Feeling this spiritual connection, I realized the necessity of one’s experience with the works as a highly inner and self-engaged process, relying on a lack of didactic panels or visual images of locations or landscapes where the artworks originally resided. The desire to be heard and seen is evident in each artist’s creative process and derives from a spiritual origin. Working outside the mainstream, outsider artists exhibit a raw way of seeing the world.
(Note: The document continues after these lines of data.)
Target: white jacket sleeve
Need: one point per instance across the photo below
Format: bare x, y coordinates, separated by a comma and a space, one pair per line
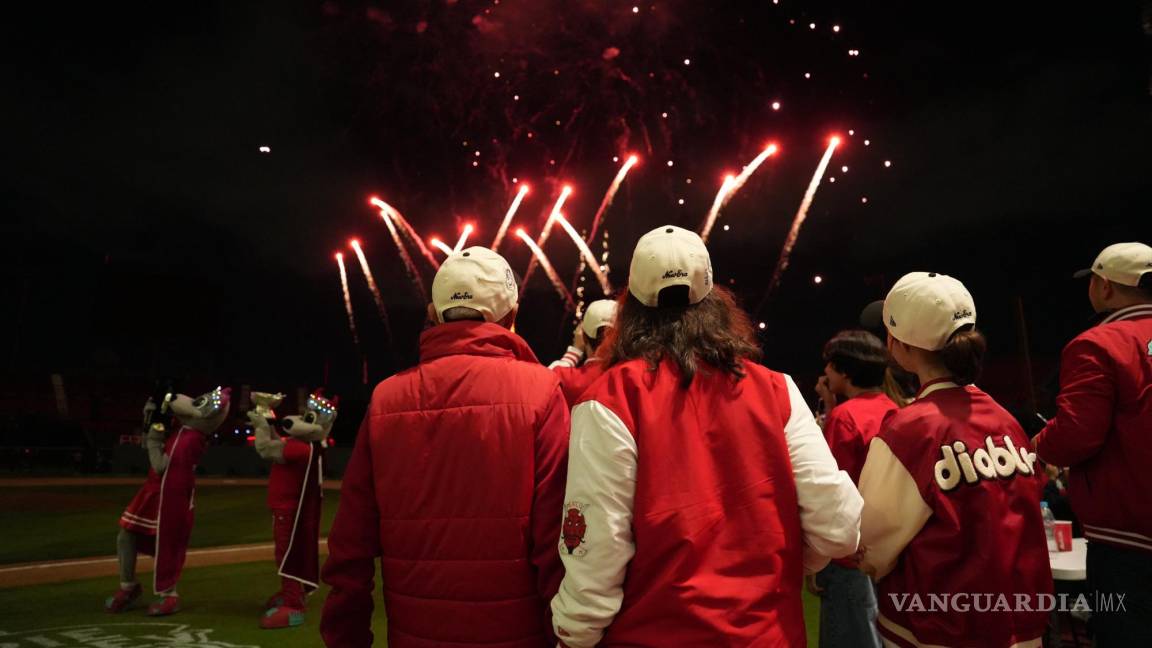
894, 511
570, 358
596, 543
830, 505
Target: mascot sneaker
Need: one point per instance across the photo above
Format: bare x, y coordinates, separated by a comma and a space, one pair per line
164, 607
282, 617
122, 598
274, 601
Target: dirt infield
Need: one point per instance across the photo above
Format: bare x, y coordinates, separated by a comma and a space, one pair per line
61, 571
33, 482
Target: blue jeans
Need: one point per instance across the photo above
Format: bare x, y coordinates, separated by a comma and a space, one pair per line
848, 609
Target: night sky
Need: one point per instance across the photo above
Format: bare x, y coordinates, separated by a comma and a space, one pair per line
148, 234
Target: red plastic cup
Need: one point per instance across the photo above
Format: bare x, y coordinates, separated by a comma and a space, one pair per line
1062, 530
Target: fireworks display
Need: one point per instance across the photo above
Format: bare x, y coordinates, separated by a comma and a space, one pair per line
801, 215
508, 216
371, 285
414, 274
463, 238
348, 298
393, 215
585, 253
730, 186
611, 194
542, 98
538, 255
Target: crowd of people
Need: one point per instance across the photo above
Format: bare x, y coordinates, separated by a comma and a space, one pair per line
659, 487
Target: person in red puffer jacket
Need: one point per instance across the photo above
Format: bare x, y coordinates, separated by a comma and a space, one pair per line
455, 483
1101, 431
952, 532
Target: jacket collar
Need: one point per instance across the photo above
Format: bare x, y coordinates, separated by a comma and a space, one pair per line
1137, 311
474, 338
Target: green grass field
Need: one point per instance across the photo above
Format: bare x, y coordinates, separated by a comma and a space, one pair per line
221, 603
224, 602
59, 522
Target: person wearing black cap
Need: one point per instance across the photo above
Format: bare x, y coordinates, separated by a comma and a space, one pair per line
1103, 431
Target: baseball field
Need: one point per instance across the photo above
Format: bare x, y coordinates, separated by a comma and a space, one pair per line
58, 565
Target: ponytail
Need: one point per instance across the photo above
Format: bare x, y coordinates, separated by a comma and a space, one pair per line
963, 355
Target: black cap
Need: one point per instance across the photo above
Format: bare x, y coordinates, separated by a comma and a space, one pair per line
872, 319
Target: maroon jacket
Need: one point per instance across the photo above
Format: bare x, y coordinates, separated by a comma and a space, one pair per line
953, 474
1103, 429
456, 484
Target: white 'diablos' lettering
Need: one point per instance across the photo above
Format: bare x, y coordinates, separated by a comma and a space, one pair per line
987, 462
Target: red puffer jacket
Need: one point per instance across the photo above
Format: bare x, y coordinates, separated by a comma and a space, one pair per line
456, 484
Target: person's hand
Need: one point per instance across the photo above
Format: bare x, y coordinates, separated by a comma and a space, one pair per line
825, 393
578, 339
812, 587
856, 558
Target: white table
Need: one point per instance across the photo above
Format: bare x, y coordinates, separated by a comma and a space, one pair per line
1070, 565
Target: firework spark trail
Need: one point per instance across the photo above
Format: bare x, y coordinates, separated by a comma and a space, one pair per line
538, 254
717, 203
409, 231
611, 194
412, 273
508, 217
730, 186
801, 215
348, 298
544, 235
463, 238
605, 203
585, 254
371, 285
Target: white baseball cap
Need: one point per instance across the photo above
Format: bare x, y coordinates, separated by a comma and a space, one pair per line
924, 309
669, 256
600, 313
476, 278
1121, 263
Through a creative process that flourishes by using common found material, they connect with most who interact with it.

The connection Wisconsin artists have with Chicago lies in both their northward migration from Chicago to Wisconsin (where their creative journeys began to take shape), or in the proximity of Chicago to Milwaukee, a city that has served as a central hub for creative outsiders in a self-contained incubator — and fostering the fusion of individuals influenced by the found material of their surroundings.

I found a sense of belonging with this group of artists. Each work spoke to me on a deeper level. Displaying the works without explanation is a strategic tactic of the curators, Matt Arient and Tim Bruce.  It allows the viewer to find their own meaning: the way the artist intended. Keeping within the tradition of Chicago’s symbiotic relationship with Wisconsin artists, they’ve helped bring attention to under-recognized artists at a time when places like New York had rejected them.